There are many types of miso, as noted before, but I got a white variety, which is presumably the most common. The market I go to is fairly small and did not have other choices, so tracking down the other kinds may require a little more legwork.
In a larger pot, I boiled the dashi in water, then added mushrooms and onions and let them cook for about 5-7 minutes. Though you can add many different vegetables to miso, I opted to go with what I was familiar with for my first time.
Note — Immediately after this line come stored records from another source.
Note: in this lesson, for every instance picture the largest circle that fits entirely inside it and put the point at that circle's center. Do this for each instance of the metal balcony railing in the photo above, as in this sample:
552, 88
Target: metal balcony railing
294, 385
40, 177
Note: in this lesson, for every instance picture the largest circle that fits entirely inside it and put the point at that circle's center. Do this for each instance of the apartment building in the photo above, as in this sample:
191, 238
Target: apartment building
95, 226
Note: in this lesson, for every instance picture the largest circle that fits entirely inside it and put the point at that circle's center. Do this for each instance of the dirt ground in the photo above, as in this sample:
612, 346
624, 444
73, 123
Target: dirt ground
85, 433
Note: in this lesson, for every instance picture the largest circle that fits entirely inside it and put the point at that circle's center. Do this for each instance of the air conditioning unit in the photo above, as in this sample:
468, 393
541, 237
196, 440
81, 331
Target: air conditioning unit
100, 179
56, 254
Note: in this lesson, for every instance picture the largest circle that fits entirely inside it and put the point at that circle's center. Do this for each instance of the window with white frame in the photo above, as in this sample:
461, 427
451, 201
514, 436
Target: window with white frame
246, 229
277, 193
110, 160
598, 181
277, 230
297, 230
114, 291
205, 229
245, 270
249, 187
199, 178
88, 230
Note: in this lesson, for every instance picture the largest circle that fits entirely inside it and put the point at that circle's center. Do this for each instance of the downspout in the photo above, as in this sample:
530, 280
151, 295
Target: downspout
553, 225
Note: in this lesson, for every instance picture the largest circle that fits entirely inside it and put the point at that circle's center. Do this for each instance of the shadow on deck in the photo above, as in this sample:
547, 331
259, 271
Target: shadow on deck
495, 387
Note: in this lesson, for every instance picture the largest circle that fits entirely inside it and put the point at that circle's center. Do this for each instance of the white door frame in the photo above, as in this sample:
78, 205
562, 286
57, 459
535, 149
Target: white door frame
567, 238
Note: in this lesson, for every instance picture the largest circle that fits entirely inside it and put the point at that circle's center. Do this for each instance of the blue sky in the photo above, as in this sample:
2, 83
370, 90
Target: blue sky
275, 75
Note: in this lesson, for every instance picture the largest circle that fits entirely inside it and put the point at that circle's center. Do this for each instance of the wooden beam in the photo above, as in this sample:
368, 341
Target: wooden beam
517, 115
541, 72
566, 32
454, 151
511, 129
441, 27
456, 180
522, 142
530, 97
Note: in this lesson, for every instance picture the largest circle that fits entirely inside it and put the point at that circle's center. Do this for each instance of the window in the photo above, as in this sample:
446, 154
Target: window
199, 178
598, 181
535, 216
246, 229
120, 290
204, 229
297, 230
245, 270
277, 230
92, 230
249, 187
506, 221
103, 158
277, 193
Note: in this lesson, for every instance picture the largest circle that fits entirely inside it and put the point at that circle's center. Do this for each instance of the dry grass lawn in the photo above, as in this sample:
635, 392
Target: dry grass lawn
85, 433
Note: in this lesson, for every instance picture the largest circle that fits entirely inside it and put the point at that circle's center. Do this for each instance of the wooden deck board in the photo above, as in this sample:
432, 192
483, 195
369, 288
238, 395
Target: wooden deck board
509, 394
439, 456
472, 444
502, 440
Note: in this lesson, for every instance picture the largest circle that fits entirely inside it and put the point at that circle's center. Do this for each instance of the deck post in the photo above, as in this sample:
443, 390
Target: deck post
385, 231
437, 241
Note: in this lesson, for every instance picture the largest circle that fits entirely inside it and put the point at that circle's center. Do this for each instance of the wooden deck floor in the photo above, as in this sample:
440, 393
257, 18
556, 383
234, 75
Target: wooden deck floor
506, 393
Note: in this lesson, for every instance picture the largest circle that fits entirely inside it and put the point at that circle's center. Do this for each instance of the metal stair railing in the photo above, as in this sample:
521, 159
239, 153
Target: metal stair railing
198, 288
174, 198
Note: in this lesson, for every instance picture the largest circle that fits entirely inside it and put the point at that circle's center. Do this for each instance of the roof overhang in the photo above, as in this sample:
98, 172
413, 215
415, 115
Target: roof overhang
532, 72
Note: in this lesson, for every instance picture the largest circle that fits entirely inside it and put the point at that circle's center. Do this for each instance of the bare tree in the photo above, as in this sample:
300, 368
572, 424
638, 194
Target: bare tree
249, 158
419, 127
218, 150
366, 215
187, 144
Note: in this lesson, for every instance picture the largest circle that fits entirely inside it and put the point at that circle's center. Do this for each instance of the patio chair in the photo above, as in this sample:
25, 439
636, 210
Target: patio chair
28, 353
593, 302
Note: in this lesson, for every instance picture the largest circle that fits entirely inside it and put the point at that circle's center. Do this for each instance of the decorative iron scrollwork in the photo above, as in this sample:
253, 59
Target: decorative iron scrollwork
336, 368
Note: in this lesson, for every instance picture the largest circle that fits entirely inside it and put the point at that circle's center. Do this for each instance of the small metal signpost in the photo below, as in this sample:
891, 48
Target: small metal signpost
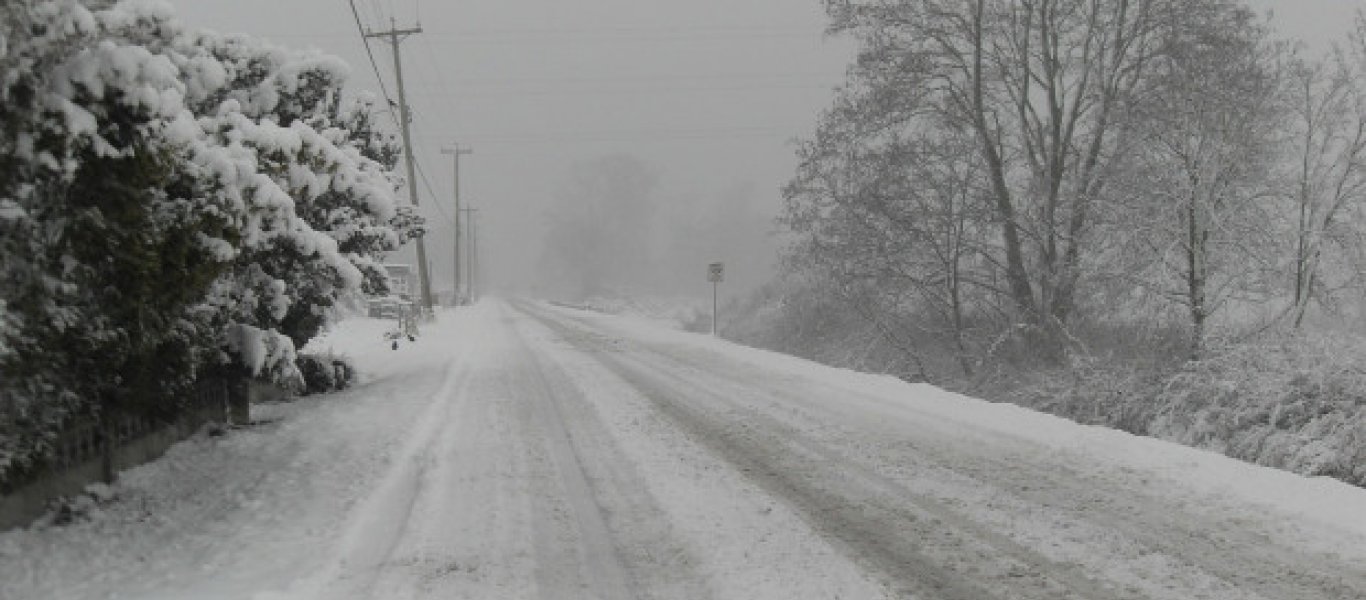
715, 274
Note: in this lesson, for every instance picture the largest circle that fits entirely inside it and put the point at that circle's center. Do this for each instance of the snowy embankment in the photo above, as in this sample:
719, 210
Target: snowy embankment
529, 451
1189, 476
256, 509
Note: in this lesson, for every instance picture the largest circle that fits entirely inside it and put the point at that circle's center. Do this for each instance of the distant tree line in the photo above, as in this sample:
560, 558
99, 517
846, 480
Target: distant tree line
172, 204
1003, 179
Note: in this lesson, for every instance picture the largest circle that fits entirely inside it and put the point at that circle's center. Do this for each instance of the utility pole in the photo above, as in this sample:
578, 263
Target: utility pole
455, 155
473, 254
396, 34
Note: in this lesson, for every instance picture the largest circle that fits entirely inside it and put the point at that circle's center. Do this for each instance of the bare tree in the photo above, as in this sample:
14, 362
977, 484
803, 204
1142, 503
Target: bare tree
1202, 182
1042, 85
1329, 172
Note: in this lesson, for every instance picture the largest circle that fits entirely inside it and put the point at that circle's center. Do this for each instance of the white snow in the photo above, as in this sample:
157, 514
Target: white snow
502, 457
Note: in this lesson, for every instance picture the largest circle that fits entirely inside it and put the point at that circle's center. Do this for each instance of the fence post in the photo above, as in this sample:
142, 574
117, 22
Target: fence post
239, 401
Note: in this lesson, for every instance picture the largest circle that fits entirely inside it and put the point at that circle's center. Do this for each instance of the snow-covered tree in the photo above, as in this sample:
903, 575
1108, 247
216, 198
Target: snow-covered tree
170, 201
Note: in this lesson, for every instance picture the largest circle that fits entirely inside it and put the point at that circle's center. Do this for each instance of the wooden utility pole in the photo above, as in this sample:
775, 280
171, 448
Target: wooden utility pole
395, 36
473, 254
455, 155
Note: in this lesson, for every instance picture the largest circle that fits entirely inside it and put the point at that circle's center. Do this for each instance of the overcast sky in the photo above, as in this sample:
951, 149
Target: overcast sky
708, 92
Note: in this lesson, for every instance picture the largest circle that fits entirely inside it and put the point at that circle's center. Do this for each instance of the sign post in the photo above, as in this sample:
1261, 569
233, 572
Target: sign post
715, 274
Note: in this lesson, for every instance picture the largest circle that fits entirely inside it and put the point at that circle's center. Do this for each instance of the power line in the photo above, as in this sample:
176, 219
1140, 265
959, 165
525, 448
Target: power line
432, 193
359, 28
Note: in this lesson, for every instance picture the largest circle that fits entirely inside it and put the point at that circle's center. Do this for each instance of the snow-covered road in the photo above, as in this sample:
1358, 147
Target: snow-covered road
527, 451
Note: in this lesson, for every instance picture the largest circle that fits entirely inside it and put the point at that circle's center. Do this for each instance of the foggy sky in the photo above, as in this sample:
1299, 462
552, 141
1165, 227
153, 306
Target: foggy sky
709, 93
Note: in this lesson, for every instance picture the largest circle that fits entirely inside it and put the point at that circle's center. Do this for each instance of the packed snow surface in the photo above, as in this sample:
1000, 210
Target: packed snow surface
519, 450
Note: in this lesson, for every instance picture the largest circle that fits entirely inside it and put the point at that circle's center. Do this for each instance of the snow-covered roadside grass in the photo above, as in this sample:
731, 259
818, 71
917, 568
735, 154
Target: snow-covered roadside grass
178, 526
1320, 514
1298, 405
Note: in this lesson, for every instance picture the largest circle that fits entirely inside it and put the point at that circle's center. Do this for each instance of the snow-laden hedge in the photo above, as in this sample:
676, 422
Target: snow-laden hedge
171, 202
1299, 405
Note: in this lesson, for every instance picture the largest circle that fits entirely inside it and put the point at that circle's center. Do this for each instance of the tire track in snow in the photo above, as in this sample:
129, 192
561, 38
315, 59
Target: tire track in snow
913, 543
1215, 556
381, 520
1257, 566
624, 539
863, 529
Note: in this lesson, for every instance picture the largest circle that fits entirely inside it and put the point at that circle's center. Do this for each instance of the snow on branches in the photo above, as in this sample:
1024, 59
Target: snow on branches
171, 201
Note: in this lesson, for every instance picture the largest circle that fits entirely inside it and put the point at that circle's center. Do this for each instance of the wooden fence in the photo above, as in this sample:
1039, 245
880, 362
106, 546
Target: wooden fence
93, 450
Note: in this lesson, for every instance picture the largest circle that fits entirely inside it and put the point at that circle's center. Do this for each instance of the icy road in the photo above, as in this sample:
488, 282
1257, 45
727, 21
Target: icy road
526, 451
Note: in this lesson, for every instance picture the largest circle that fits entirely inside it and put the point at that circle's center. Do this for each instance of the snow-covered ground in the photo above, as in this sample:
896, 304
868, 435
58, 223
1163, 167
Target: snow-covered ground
521, 450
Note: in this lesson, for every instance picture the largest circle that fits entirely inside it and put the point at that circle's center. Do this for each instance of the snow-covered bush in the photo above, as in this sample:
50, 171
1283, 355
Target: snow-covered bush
1297, 405
325, 373
170, 202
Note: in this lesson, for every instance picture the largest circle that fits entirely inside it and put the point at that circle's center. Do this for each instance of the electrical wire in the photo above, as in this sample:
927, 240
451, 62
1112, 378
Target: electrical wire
365, 40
Once the veggies had softened, I lowered the heat and stirred in the miso. After 2-3 minutes of simmering, I removed it from the heat and it was ready.
I still can't believe how easy this one was to make. I get so used to thinking a recipe will take an hour from start to finish and wind up eating dinner at 10 o'clock at night that I cherish these simple dishes.
The result was a flavorful and filling soup with a slight saltiness and meaty flavor to it (thank you, miso!). Some hibachi restaurants give you the choice between miso and clear soup when you eat there, and it's always a struggle to decide. Knowing how simple this one is puts it higher up on my list of quick dinner recipes. If I can throw together a filling soup in less than 15 minutes, that will make the life of a busy lady easier on the hectic nights. It's like living in a Japanese Steakhouse! Who says soup is just a starter?
Miso Soup Recipe
Ingredients:
4 cups water
2 teaspoons dashi
1/2 cup mushrooms
1/2 cup green onions
2 tablespoons miso
Instructions:
Boil water and dashi in a pot. Add mushrooms and onions and cook for about 7 minutes. Lower heat, then stir in miso.